We also show the models’ superiority on the quantitative results on more synthetic and real-world datasets. The metrics are computed by maximum mean discrepancy (MMD) metrics characterizing graph structure properties, such as degree distributions. Please refer to the expandable box below and the original paper for more details.

Quantitative comparison between invariant and non-invariant models.
click here for more quantitative results
More quantitative results on synthetic and real-world graph datasets. Table 2 demonstrates further results on larger graph datasets. Table 3 shows results on molecule datasets using domain-specific metrics.
We apply non-invariant models on the scene graph generation task as well and show consistent scene-graph-to-image pair generation results. Please refer to for more details.

Discussion with Recent Works

It is interesting to see concurrent works adopting similar principles or arrive at similar findings regarding the permutation invariance property for generative models in the graph domain.

For instance, AlphaFold 3 (2024) from DeepMind employs a non-equivariant diffusion model architecture to predict properties of complex proteins. We quote from their paper:

The diffusion module operates directly on raw atom coordinates, and on a coarse abstract token representation, without rotational frames or any equivariant processing.
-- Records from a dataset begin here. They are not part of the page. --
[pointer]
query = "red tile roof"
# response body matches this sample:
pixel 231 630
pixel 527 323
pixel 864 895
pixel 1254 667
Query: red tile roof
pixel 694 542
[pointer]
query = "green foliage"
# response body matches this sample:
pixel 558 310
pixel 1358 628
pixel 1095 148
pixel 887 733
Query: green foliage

AlphaFold 3 indeed applies data augmentation to encourage equivariance but does not impose this condition through network design.
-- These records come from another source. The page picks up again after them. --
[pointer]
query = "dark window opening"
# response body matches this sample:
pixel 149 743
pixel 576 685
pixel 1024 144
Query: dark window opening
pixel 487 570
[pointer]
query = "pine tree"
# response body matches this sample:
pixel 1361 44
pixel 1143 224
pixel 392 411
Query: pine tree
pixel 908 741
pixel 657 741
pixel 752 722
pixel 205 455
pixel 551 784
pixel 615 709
Similarly, DiffAlign , published in ICLR 2025, also discards the equivariance property for diffusion models on the retrosynthesis task and shows improved performance. From a theoretical perspective, they use copying graphs as a case study to illustrate the limitations of equivariance. Both works provide further empirical evidence that permutation invariance should not simply be taken for granted in generative models.
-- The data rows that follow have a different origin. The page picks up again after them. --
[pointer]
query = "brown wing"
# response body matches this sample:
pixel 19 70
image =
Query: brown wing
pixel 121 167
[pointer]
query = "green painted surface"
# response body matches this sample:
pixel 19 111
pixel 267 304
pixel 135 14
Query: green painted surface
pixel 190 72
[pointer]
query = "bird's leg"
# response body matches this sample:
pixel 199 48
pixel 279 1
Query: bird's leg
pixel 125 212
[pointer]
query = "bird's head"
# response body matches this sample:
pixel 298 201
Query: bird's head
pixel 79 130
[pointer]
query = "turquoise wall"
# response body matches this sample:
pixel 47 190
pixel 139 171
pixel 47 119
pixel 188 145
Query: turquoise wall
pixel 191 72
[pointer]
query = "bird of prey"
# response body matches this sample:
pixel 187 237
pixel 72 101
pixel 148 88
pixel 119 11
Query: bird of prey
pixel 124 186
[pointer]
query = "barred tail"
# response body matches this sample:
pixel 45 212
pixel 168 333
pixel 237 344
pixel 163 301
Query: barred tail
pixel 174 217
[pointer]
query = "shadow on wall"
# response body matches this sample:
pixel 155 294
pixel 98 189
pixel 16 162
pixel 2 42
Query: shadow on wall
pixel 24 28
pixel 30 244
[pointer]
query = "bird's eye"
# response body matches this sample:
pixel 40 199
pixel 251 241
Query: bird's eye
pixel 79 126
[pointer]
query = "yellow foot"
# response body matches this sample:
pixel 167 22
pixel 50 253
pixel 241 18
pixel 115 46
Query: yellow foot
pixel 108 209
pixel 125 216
More interestingly, research from the optimization perspective also addresses this problem and provides fresh insights, studying the relationship between intrinsic equivariance and data augmentation .

Summary

This post examines the role of permutation invariance in graph generative models. While symmetry is essential in graph representation learning, enforcing it in generative models can make learning harder by introducing exponentially many modes. Empirical results show that non-invariant models often outperform invariant ones, especially with limited permutations. A simple post-processing trick—random permutation—restores invariant sampling without requiring invariant model design. Building on this, we propose non-invariant graph generative models that achieve strong performance on synthetic and real-world datasets . Recent works like AlphaFold 3 and DiffAlign further support the view that permutation invariance should not be taken for granted for generative models in the graph domain. It appears more rigorous theoretical analysis is needed to understand the relationship between permutation invariance and the performance of generative models.